Cillian Murphy renfile la casquette de gangster comme s’il se rendait à la boulangerie, toutefois plus bavard qu’à l’accoutumée. Sa verve est toujours impressionnante et les punchlines s’enchaînent à une vitesse folle, surtout face au journaliste Levitt, dont l’interview sera la dernière. Si Tommy semble une nouvelle fois au bord du suicide, et que personne ne daigne l’écouter, il démontre sa sempiternelle détermination à se relever de tous les coups bas. C’est le calme avant la tempête, en quelque sorte.

En réalité, l’idée vraiment pertinente et diaboliquement excitante de cet épisode survient autour de la prise de pouvoir de Tommy.
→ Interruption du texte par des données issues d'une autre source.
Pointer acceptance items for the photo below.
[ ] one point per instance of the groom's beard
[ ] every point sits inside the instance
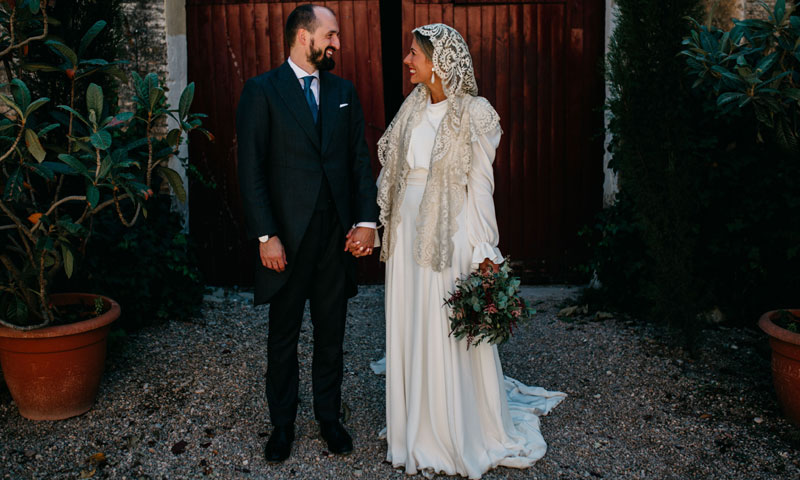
(318, 58)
Aux portes du gouvernement, le meneur des Shelby est en train de toucher une forme de supériorité, presque dictatoriale, que “Black Tuesday” nous délivre par petites touches.

D’abord en menaçant un Lord de révéler son homosexualité, illégale à l’époque, puis avec cet échange sombre et intense avec le journaliste, qui finira fusillé. Il a également pour lui le culte de la personnalité, aperçu dans la séquence au Garrison et les louanges que les clients lui adressent. Et si, à la manière de Walter White dans Breaking Bad, Tommy était réellement en train de devenir le méchant de l’histoire ? Sa réplique glaçante adressée à son fils “I’m not God, not yet”, montre sans équivoque qu’il emprunte la voie troublante du démiurge totalitaire.

La saison 5 de Peaky Blinders sera disponible en intégralité sur Netflix dès le mois d’octobre.